Why Michael Bradley Is Under Most Pressure for USA Following Draw vs. Portugal

Joe TanseyFeatured ColumnistJune 23, 2014

Jun 22, 2014; Manaus, Amazonas, BRAZIL; USA midfielder Michael Bradley (4) controls the ball in the second half against Portugal during the 2014 World Cup at Arena Amazonia. The game ended in a 2-2 draw. Mandatory Credit: Mark J. Rebilas-USA TODAY Sports

Before the United States embarked on its attempted conquest of the "Group of Death," there were a few concerns about how the team would handle the pressure of the World Cup.

One of the players expected to handle the situation with class and make an impact on the pitch was Michael Bradley.

Through two games, though, the 26-year-old has received a massive amount of criticism for his role in the midfield behind forwards Jozy Altidore and Clint Dempsey.

For most of the qualification process, Bradley lined up in the defensive midfield alongside Jermaine Jones, but his position changed in the final game before the World Cup against Nigeria.

During the friendly in Jacksonville, Florida, Bradley played in an advanced role and thrived, but he has not done so in the same role in Brazil.

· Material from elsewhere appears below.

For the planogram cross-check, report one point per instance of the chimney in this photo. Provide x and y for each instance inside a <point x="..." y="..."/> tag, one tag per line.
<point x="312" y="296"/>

Against Ghana, Bradley's impact on the pitch was nonexistent, but some gave him the benefit of the doubt because the complexion of the American attack unexpectedly changed when Altidore left the game with a hamstring injury.

The match against Portugal was Bradley's chance to silence the critics, which is something he achieved in the first 45 minutes.

After he came out of the locker room to begin the second half, Bradley had another chance to redeem himself, but once his shot in the 55th minute was cleared off the line by Ricardo Costa, his day went downhill.

A player of Bradley's quality, no matter what position he plays in the midfield, has to finish a close shot on goal like that.

We can only guess how the game would've changed had he scored, but that presumably would have been the first of a few knockout punches delivered to Portugal's morale.

Bradley could have escaped further criticism had the Yanks come out of the match victorious, but when Eder dispossessed him with less than a minute left, the perception of the Toronto FC player changed again.

After Bradley gave up the ball to the Portugal forward, Eder started a move that resulted in Cristiano Ronaldo's cross that found Silvestre Varela's head for a stoppage-time equalizer.

Bradley is not at fault for the entire goal, but he did concede the initial turnover by not turning around into the attacking third. Had Bradley made the turn and passed to one of his teammates on the wing, we could be talking about a completely different result.

Now that the imposing Germans await Thursday, Bradley will have one more chance to show he is able to show up on the big stage when his team needs him most.

If manager Jurgen Klinsmann sticks with the same 11 from the Portugal game, Bradley will once again be employed in an attacking role, but he will be given a license to drop back and disrupt the dangerous German attack.

If Klinsmann switches around his starting lineup, which he is known to do, he could start Bradley alongside Kyle Beckerman or Jones. Playing Bradley and Beckerman would prevent Jones from picking up a second yellow card, which would suspend him for a round-of-16 clash with a team from Group H should the U.S. advance.

Bradley could also play next to Jones, which would give the Yanks two players who have experience from the Bundesliga in the defensive midfield.

Whichever role Bradley starts in Thursday, he will be the player under the most pressure because of the high comfort level fans had in his abilities at the start of the tournament—a sentiment that is fading away fast.